Human Security: Virtuous, Practical, Urgent, and Necessary

Jonathan Granoff is President of the Global Security Institute, Senior Advisor to the Committee on National Security of the International Law Section of the American Bar Association, and Representative to the United Nations of the World Summits of Nobel Peace Laureates.

Humanity is making itself an endangered species. Change is needed. Human security is the direct, accurate and needed framework to generate that change. Continuing without a paradigm change will surely lead to disaster.

This essay is not framed by the daily news cycle perspective but rather seeks to help set a clear north star for international coordination and focus necessary for human survival. We know that the statement, “all men are created equal,” was not an empirical description. When the third President of the United States Thomas Jefferson penned it, men without property, women, indigenous people, and people who had been shipped to North America in slavery were not included. But its implicit guiding principle has become the guide for governance and its significance of immeasurable value. Human security is similarly valuable and needed. Although not noticed yet by the public, in the most sober diplomatic international forums and institutions this need for change is recognized.

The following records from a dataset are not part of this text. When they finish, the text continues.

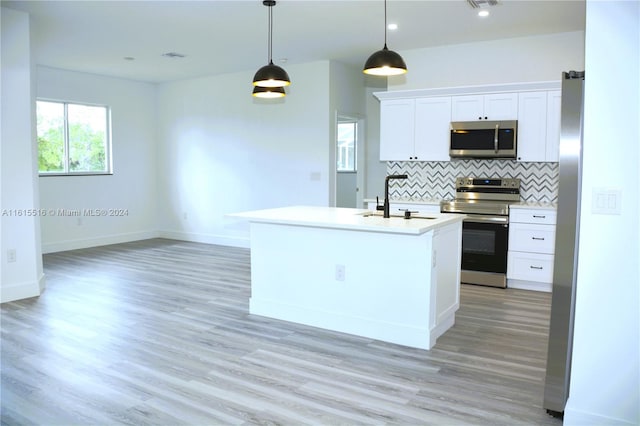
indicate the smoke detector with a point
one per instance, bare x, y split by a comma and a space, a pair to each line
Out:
481, 4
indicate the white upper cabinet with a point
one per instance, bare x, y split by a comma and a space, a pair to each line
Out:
496, 106
432, 129
415, 129
397, 118
538, 126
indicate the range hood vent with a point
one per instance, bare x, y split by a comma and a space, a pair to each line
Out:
480, 4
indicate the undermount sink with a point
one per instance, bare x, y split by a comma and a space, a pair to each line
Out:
400, 215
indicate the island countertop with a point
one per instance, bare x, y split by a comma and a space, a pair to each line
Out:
350, 219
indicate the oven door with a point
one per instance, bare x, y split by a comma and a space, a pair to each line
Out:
484, 247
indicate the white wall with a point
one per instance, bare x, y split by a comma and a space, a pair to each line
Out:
20, 231
605, 377
346, 99
514, 60
132, 187
222, 151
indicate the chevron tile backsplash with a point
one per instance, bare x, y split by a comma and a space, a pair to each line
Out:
436, 180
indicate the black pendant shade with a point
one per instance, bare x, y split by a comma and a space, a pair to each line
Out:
270, 75
268, 92
385, 62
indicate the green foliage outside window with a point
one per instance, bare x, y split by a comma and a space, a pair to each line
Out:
72, 138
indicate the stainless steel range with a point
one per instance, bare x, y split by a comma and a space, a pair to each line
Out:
485, 232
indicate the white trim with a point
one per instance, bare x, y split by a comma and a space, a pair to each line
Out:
23, 290
98, 241
468, 90
529, 285
583, 418
193, 237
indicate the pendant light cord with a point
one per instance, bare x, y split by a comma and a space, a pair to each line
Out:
385, 23
270, 32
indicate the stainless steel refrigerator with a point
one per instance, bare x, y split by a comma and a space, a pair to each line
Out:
558, 372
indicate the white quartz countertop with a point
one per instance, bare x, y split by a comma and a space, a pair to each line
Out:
425, 201
350, 219
533, 205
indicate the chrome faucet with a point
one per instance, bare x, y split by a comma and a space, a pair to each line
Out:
386, 192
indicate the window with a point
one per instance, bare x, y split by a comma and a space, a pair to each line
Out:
346, 147
73, 139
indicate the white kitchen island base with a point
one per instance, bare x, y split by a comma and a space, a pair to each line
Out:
399, 287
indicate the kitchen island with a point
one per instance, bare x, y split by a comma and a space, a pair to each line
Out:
353, 271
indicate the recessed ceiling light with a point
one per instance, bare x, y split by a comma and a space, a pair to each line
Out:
173, 55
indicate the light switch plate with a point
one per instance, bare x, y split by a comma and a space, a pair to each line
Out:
606, 201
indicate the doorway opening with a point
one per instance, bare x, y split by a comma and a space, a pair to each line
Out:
347, 154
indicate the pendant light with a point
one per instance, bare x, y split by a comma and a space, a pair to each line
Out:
385, 62
268, 92
271, 75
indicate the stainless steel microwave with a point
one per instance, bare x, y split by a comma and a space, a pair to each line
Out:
483, 139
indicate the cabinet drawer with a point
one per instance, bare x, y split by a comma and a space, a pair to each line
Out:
540, 216
531, 237
530, 266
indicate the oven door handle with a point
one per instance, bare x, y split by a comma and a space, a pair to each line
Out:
479, 218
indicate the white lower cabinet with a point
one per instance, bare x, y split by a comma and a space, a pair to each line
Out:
532, 236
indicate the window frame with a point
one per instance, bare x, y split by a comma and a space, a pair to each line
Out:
354, 169
65, 131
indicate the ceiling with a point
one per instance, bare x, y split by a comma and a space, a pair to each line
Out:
219, 37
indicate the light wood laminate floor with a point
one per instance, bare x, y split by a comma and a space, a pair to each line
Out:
158, 332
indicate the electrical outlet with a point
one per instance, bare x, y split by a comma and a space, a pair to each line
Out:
340, 272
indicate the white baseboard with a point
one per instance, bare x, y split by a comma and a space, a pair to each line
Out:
582, 418
98, 241
193, 237
529, 285
23, 290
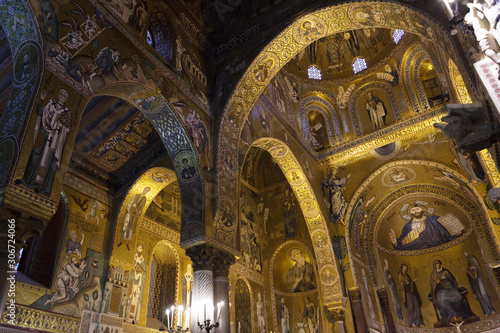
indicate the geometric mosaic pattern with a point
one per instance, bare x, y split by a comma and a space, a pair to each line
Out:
180, 149
281, 50
34, 319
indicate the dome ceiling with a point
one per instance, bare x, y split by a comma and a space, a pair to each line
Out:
335, 54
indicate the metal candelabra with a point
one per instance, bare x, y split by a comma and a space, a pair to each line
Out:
206, 326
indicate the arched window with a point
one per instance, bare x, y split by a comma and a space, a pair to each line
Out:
359, 64
397, 35
314, 73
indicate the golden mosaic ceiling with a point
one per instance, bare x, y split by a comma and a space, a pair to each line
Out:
334, 54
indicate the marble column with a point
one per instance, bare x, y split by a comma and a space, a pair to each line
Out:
203, 284
222, 261
386, 310
15, 229
357, 310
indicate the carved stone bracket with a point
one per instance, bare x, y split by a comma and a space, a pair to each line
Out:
470, 126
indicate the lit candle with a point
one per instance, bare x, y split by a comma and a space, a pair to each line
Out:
179, 315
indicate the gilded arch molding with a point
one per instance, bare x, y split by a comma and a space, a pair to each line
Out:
179, 147
282, 49
330, 289
470, 201
315, 101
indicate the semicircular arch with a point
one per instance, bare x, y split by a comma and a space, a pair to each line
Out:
467, 197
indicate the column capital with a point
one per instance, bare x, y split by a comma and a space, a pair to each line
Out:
221, 263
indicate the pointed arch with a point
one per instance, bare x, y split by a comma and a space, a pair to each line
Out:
329, 289
281, 50
280, 248
411, 81
133, 207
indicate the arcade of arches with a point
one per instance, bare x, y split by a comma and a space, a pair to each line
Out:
278, 156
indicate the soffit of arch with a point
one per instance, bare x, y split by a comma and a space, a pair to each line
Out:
374, 62
282, 49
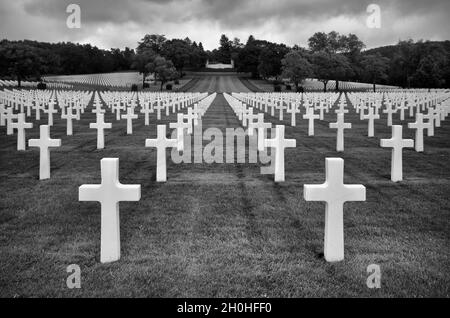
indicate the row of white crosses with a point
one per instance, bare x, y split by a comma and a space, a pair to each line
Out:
71, 105
161, 143
111, 192
256, 121
436, 105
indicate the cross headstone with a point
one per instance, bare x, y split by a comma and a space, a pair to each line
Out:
279, 143
311, 117
419, 126
161, 143
129, 117
262, 127
340, 125
335, 193
110, 193
69, 116
389, 110
371, 116
21, 125
50, 111
180, 126
44, 143
431, 118
191, 116
100, 125
397, 143
9, 117
293, 110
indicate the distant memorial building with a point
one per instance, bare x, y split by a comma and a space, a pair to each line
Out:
219, 66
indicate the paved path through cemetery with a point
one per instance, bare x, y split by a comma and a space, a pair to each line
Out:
219, 83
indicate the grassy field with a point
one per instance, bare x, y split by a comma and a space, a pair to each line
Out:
225, 230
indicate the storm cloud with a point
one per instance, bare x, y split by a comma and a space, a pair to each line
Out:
120, 23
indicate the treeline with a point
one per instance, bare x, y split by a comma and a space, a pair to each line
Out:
328, 57
335, 57
23, 59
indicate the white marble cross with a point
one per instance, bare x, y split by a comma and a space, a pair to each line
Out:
158, 108
419, 126
262, 127
100, 125
397, 143
110, 193
9, 117
389, 110
69, 116
161, 143
146, 110
50, 111
21, 125
180, 126
293, 110
322, 107
191, 116
311, 117
371, 116
335, 193
3, 112
279, 143
129, 117
340, 125
44, 143
430, 117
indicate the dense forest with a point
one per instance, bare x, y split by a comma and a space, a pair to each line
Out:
328, 57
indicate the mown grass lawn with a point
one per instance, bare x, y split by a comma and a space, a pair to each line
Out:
225, 230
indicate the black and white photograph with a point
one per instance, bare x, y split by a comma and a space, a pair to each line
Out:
245, 150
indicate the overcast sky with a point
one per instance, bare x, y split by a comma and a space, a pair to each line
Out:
120, 23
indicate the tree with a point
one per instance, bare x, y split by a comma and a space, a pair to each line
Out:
340, 69
21, 60
296, 68
179, 52
144, 63
375, 68
152, 42
224, 51
318, 42
270, 60
322, 65
164, 70
428, 74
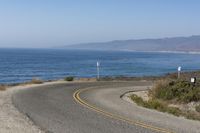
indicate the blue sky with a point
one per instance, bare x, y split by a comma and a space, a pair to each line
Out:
48, 23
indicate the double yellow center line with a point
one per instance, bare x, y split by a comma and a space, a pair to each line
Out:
77, 98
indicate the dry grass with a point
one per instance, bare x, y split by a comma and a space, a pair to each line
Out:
2, 88
33, 81
158, 86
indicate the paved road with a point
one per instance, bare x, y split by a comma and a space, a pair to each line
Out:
54, 109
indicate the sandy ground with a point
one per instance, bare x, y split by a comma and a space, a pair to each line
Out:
11, 120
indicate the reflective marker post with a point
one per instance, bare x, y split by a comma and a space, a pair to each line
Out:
98, 65
179, 72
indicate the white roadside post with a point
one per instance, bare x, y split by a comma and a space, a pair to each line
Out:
98, 65
179, 72
193, 80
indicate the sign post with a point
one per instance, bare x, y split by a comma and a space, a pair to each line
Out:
179, 72
98, 67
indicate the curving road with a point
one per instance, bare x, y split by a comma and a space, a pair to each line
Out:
95, 107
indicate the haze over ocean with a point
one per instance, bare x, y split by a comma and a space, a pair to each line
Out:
19, 65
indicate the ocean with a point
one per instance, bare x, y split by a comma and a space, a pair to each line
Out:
20, 65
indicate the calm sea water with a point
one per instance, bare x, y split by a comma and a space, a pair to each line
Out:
19, 65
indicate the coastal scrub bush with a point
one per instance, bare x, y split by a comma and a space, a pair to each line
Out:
2, 88
70, 78
177, 90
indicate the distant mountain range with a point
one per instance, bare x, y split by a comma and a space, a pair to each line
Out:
176, 44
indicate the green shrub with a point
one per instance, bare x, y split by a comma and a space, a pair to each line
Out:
197, 108
69, 78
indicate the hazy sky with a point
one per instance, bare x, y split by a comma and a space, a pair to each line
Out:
47, 23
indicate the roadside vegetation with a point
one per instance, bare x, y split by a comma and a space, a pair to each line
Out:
178, 97
34, 81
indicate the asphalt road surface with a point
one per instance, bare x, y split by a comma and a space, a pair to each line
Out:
94, 107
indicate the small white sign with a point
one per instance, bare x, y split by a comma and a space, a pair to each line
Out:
179, 68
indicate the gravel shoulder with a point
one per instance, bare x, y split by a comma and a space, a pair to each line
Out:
109, 100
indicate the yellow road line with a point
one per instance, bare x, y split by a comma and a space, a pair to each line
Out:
77, 98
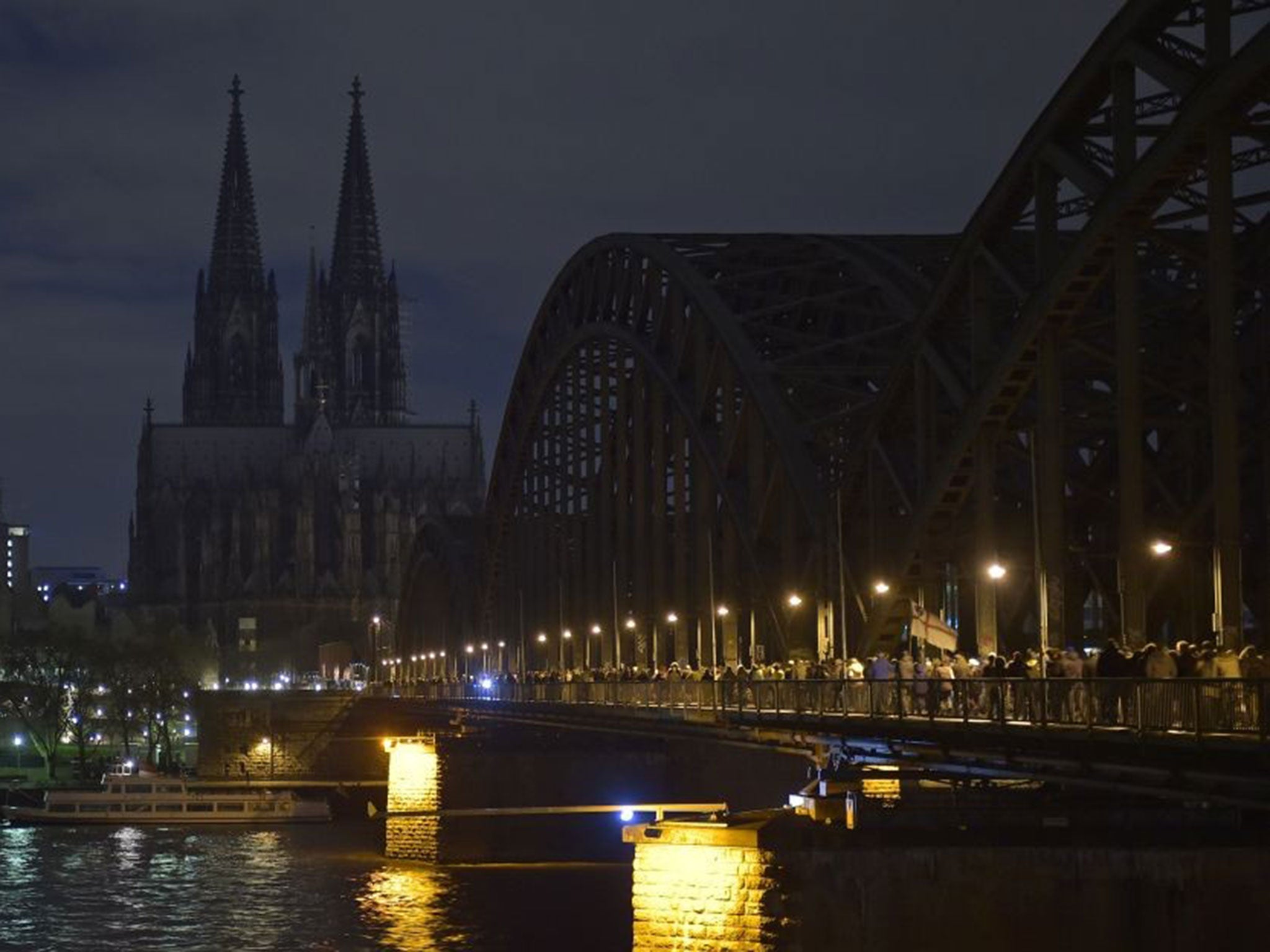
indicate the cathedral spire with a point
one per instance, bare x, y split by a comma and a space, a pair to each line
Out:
234, 377
236, 240
356, 260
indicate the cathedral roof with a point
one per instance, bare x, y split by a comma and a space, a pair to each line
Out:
236, 263
357, 262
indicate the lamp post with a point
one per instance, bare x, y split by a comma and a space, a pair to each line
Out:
722, 612
630, 626
376, 648
596, 631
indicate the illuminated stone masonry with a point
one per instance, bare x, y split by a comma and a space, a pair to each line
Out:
414, 786
708, 886
778, 881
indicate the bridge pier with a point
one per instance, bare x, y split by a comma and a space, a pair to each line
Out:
414, 786
778, 880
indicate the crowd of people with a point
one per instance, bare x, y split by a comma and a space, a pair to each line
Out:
1075, 685
1151, 660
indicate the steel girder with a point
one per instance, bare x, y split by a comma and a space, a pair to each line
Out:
1104, 316
672, 431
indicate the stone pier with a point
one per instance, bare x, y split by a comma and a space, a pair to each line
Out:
414, 786
778, 881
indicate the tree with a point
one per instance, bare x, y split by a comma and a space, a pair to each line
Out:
42, 669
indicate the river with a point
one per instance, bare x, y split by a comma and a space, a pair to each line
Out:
290, 888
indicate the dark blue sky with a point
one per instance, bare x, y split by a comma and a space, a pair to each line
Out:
504, 136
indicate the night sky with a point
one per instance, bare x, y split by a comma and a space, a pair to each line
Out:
502, 136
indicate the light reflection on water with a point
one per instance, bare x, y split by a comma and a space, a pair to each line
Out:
303, 888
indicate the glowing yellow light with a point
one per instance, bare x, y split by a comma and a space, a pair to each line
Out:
413, 787
694, 895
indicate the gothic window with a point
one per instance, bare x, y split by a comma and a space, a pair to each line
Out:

Human security does not propose eliminating nations and militaries. For example, military force in defense of the territorial integrity and safety of the people of Ukraine is clearly necessary. However, a disproportionate emphasis on nationalism expressed through military power is not adequate to solve the growing list of global threats that impact everyone’s daily lives.

Expenditures, Doctrines, and Security

The purpose of all our nations is to meet the needs of how people actually live in their daily lives and to achieve that requires organizational arrangements arising from guiding principles that are grounded in today’s science and the values inherent in universal human rights. The ideas that worked fine in the seventeenth century, when the creation of the modern nation emerged to end Europe’s violent social upheavals, have produced a horse and buggy road inadequate for the challenges of today. That road does not necessarily include human rights and the insights of science.